Existentialism, Authenticity, Solidarity
What makes individuals what they are? How should they judge their social and political interaction with the world? What makes them authentic or inauthentic? This original and provocative study explores the concept of "authenticity" and its relevance for radical politics.
Weaving together close readings of three 20th century thinkers: Martin Heidegger, Karl Jaspers and Jean-Paul Sartre with the concept of authenticity, Stephen Eric Bronner illuminates the phenomenological foundations for self-awareness that underpin our sense of identity and solidarity. He claims that different expressions of the existential tradition compete with one another in determining how authenticity might be experienced, but all of them ultimately rest on self-referential judgments.
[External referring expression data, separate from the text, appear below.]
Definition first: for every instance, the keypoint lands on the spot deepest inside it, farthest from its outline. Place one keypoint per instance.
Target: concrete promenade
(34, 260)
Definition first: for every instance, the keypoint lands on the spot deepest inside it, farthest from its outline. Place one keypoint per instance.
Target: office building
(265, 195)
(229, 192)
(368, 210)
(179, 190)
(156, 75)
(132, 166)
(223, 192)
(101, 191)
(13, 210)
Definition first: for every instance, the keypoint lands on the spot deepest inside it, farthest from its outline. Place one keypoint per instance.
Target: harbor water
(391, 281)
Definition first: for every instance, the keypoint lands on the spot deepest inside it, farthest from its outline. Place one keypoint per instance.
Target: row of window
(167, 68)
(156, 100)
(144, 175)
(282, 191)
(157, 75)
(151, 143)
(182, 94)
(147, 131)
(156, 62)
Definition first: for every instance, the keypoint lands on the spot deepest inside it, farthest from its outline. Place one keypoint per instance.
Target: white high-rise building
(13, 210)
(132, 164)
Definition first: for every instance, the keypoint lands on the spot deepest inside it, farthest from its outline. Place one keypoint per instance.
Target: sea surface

The author’s own new framework for a political ethic at once serves as a corrective and an alternative.
Wonderfully rich, insightful, and nuanced, Stephen Eric Bronner has produced another bookshelf staple that speaks to crucial issues in politics, philosophy, psychology, and sociology. Existentialism, Authenticity, Solidarity will appeal to scholars, students and readers from the general public alike.
1. Authenticity and Silence: Martin Heideggar
2. Authenticity and Communication: Karl Jaspers
3. Authenticity and Engagement: Jean-Paul Satre
4. Authenticity and Solidarity
"Stephen Eric Bronner, known for his work on Marxism and the Frankfurt School, now offers his take on the existentialist alternative. His brilliant critique of the cult of authenticity also offers an innovative ethical alternative. An important contribution to current debates."
Andrew Feenberg, Canada Research Chair in Philosophy of Technology, School of Communication, Simon Fraser University
"Stephen Eric Bronner’s new book is a must read for anyone interested in examining the concept of "authenticity." Exploring the existential understanding of the idea, he offers a new and innovative framework of authentic solidarity. It speaks to students, scholars, and activists alike."
Arnold L. Farr, Professor of Philosophy, University of Kentucky, Founder and Former President of the International Herbert Marcuse Society
"Before and after the Second World War, existentialism of different kinds was important before fading away. In his well documented study, Stephen Eric Bronner advocates for a return to the existentialist theme of authenticity."